El obispo de Grenoble, Monseñor De Bruillard, espera con cautela. Su metropolitano, el cardenal de Bonald, arzobispo de Lyon, se opone. Después de enviar el secreto al Papa Pío IX, quien lo acogió favorablemente, Monseñor De Bruillard reconoció la aparición en 1851.
Monseñor Genouillac, promovido por el Entourage del futuro Napoleón III, pronto supo que el secreto de los videntes era severo con el emperador, llamándolo la águila despojada destinada a la decadencia, que llegó en 1870. Una situación delicada, ya que el Papa Pío IX apoyó firmemente La Salette y le pidió que actuara contra sus detractores. Con su genio político, el arzobispo Genouillac encontró la solución adecuada y confirmó la autenticidad de La Salette, a pesar de las dudas que había compartido con el cardenal Donnet el 23 de mayo de 1855, pero que él negó cuando este las reveló.

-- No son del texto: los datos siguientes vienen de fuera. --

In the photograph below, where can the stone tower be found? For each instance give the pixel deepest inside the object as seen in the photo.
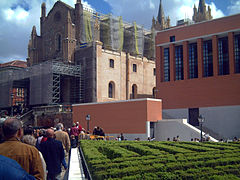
(201, 14)
(161, 22)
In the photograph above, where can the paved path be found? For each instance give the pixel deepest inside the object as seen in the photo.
(75, 168)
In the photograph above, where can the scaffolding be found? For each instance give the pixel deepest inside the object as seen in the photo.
(117, 35)
(45, 83)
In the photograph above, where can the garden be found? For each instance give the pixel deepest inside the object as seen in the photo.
(161, 160)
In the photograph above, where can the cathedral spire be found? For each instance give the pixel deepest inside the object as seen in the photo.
(160, 17)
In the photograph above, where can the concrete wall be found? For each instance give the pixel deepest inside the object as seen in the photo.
(223, 121)
(170, 128)
(128, 117)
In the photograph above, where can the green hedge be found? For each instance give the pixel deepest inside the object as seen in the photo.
(161, 160)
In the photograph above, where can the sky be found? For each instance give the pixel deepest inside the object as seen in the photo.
(17, 17)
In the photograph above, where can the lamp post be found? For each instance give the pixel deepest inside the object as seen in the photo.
(12, 96)
(88, 117)
(201, 120)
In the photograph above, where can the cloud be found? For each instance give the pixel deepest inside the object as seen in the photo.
(234, 8)
(142, 11)
(17, 18)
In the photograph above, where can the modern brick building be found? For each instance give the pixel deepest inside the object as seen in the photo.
(198, 72)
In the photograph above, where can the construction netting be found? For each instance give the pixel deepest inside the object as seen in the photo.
(44, 82)
(116, 35)
(134, 39)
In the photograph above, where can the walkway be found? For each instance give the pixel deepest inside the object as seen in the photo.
(75, 167)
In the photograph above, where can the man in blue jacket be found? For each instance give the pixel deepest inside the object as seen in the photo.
(11, 170)
(53, 153)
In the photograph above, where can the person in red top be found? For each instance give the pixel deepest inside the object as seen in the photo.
(75, 131)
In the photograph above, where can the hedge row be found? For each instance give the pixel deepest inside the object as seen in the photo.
(161, 160)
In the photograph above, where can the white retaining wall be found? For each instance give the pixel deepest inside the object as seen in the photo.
(170, 128)
(222, 120)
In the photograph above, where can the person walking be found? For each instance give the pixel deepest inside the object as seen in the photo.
(26, 155)
(75, 131)
(53, 153)
(64, 138)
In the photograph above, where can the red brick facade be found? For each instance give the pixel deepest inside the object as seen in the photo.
(201, 91)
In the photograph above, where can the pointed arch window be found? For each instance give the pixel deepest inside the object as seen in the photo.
(111, 90)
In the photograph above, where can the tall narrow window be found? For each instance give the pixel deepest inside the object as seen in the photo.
(134, 68)
(223, 61)
(193, 63)
(179, 62)
(166, 65)
(154, 92)
(111, 63)
(172, 38)
(237, 53)
(111, 90)
(134, 91)
(58, 42)
(207, 59)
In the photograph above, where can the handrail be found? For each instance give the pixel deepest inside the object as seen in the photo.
(84, 165)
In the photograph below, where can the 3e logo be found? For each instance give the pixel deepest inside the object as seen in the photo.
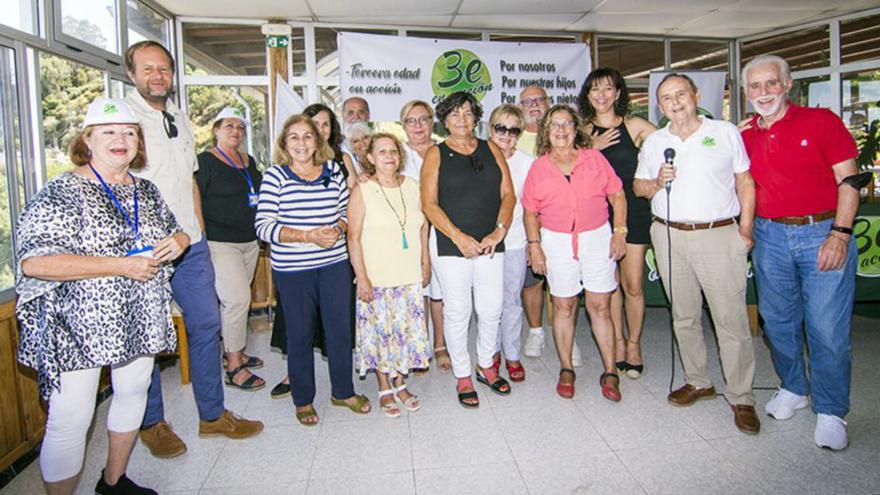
(867, 233)
(460, 70)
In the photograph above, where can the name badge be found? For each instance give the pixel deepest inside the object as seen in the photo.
(145, 251)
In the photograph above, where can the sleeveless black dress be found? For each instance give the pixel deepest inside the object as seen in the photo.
(624, 158)
(469, 192)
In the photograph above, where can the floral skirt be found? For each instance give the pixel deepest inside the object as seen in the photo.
(391, 336)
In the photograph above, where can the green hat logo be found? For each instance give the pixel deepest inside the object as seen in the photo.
(460, 70)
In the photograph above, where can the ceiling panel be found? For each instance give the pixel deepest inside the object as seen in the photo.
(505, 7)
(369, 8)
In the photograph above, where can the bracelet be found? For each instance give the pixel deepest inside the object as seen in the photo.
(842, 230)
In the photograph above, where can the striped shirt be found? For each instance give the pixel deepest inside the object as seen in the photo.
(287, 200)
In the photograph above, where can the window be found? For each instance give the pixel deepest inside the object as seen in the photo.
(145, 23)
(633, 58)
(861, 98)
(9, 161)
(812, 92)
(93, 22)
(805, 49)
(67, 89)
(21, 15)
(860, 39)
(205, 102)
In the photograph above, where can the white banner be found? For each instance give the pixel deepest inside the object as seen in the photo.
(389, 71)
(710, 84)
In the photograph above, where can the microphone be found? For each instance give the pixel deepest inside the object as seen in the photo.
(668, 157)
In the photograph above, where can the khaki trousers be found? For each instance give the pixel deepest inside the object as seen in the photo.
(234, 266)
(713, 260)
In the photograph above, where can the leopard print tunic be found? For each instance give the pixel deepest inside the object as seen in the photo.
(93, 322)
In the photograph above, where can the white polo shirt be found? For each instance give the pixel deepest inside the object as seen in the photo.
(171, 162)
(704, 189)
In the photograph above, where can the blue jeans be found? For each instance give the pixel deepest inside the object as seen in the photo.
(192, 286)
(793, 295)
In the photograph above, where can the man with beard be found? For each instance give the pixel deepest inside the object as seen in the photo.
(805, 257)
(171, 162)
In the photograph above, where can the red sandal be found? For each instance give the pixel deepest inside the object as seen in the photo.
(566, 390)
(516, 373)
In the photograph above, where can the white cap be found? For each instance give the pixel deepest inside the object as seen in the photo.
(109, 111)
(231, 113)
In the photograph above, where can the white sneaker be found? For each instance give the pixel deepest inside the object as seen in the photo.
(534, 344)
(783, 404)
(830, 432)
(576, 359)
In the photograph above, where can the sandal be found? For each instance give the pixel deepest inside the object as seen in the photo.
(357, 407)
(566, 390)
(610, 391)
(444, 364)
(516, 373)
(304, 417)
(389, 409)
(467, 400)
(249, 385)
(412, 403)
(498, 385)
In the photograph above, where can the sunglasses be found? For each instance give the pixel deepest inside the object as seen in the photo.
(502, 129)
(170, 128)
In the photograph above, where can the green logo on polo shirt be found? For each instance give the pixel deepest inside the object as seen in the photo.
(866, 230)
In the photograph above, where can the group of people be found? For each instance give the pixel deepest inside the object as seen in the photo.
(373, 241)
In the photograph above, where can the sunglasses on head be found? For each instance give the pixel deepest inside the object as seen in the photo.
(170, 128)
(503, 129)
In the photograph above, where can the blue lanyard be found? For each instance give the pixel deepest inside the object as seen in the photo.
(242, 171)
(133, 225)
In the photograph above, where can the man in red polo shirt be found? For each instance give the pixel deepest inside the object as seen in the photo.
(804, 256)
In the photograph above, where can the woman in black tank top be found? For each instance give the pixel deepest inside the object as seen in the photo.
(468, 197)
(604, 104)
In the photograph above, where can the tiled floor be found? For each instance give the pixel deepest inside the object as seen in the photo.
(530, 442)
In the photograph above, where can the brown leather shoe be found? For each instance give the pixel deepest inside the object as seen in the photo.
(231, 426)
(745, 419)
(162, 441)
(687, 395)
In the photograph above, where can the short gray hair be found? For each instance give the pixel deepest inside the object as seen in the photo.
(766, 59)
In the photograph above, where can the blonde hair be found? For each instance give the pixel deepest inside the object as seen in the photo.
(280, 156)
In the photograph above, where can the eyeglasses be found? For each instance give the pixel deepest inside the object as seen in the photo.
(170, 128)
(502, 129)
(565, 124)
(538, 100)
(413, 122)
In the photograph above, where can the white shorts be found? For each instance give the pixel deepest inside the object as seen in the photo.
(594, 271)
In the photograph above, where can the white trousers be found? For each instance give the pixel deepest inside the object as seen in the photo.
(509, 334)
(71, 410)
(467, 282)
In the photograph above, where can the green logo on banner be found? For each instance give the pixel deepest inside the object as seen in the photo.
(867, 233)
(460, 70)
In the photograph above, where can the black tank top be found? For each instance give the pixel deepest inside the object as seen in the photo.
(470, 196)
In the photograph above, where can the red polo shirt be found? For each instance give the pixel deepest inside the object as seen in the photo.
(791, 161)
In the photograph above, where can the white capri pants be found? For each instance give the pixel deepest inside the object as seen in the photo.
(467, 282)
(234, 266)
(593, 271)
(71, 410)
(509, 337)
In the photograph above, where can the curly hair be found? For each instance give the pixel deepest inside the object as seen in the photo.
(621, 105)
(370, 167)
(335, 139)
(454, 102)
(581, 138)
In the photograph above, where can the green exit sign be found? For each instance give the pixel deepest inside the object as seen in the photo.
(277, 41)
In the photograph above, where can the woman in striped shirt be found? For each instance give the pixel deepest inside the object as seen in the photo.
(302, 214)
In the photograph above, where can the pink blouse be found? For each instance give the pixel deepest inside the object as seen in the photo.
(575, 205)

Apoyó la peregrinación fundada por los padres La Salette, pero se distanció de los videntes, excluyendo a Maximin del seminario diocesano, rechazando la decisión de las monjas que admitieron a Melanie al final de su noviciado, y luego la exilió y puso todas las condiciones para que fuera mantenida alejada. Se encontró una hermosa fórmula para expresar su intención ante la multitud de peregrinos el 19 de septiembre de 1855: «Termina la misión de los pastores, comienza la de la Iglesia». Esta fórmula se convirtió entonces en la regla oficial de acción hasta el día de hoy. El mensaje de La Salette son las lágrimas de la Virgen y la llamada a la conversión.

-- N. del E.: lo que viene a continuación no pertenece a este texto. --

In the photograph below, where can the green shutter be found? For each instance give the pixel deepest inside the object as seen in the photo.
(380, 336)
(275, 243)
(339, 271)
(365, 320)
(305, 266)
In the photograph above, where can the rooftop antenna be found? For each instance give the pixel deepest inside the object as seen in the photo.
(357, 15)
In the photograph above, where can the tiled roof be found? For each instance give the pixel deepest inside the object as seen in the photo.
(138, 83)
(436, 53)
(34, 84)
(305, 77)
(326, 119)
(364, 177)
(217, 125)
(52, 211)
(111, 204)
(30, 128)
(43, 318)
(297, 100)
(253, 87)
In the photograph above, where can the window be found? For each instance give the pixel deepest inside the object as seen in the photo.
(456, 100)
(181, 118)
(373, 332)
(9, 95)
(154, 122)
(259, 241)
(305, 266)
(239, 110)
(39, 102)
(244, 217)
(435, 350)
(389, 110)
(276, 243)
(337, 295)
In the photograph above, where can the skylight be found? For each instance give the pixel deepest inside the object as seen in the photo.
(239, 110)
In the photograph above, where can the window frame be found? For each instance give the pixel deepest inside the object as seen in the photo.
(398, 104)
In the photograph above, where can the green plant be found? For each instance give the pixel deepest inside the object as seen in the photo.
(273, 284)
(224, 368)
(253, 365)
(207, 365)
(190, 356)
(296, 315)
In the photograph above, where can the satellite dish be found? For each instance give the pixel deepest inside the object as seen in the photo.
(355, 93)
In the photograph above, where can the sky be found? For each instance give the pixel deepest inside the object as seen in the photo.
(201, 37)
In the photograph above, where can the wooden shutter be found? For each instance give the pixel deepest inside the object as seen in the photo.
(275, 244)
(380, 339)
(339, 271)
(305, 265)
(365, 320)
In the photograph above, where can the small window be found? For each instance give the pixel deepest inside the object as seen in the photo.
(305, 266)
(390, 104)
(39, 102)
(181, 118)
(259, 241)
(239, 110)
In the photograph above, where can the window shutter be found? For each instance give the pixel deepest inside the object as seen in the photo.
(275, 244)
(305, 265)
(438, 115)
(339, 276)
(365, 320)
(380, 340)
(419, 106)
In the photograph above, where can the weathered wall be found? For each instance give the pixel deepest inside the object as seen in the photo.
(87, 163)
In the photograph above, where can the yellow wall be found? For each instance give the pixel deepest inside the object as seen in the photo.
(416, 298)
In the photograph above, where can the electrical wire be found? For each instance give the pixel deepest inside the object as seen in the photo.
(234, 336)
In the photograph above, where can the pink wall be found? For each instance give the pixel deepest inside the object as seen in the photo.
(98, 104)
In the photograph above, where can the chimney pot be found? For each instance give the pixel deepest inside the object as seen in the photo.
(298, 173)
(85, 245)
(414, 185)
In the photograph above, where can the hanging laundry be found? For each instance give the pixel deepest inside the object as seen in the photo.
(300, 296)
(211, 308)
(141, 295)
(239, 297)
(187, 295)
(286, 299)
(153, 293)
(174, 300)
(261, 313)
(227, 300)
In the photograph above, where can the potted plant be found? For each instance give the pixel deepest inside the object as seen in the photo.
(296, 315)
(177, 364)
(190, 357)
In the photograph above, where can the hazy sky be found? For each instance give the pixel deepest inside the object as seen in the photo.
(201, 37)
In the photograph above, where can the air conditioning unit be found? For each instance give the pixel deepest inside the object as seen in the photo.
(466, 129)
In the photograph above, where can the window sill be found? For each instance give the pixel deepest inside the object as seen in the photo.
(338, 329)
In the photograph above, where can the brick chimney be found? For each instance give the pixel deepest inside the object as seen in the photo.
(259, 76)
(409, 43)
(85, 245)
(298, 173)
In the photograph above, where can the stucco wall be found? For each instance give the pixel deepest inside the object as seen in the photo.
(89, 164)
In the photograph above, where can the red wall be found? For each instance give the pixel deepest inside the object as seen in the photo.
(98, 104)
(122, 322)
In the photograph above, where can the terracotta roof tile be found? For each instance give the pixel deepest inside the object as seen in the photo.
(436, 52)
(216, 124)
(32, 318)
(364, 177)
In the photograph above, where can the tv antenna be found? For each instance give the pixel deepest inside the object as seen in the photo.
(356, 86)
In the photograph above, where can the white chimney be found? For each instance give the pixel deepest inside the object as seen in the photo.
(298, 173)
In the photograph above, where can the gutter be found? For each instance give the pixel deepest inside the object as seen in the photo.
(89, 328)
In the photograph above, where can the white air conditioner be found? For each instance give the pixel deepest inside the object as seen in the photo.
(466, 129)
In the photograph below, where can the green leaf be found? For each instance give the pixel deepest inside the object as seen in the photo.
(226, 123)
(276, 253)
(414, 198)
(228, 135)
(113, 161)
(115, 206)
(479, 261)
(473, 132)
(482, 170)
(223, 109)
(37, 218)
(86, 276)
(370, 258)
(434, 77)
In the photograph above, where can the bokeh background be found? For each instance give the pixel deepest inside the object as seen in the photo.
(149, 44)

Dado que el secreto era un mensaje inefable dado en visión, no en palabras, los videntes siempre tuvieron grandes dificultades para traducirlo en términos comprensibles, dada su limitada formación cultural. Cada vez que lo escribieron sin referirse a la versión anterior, partieron de lo que les había impactado en sus corazones y expresaron lo esencial, de acuerdo con la pregunta que se les hacía y el principio de asociación de ideas, variable según las circunstancias.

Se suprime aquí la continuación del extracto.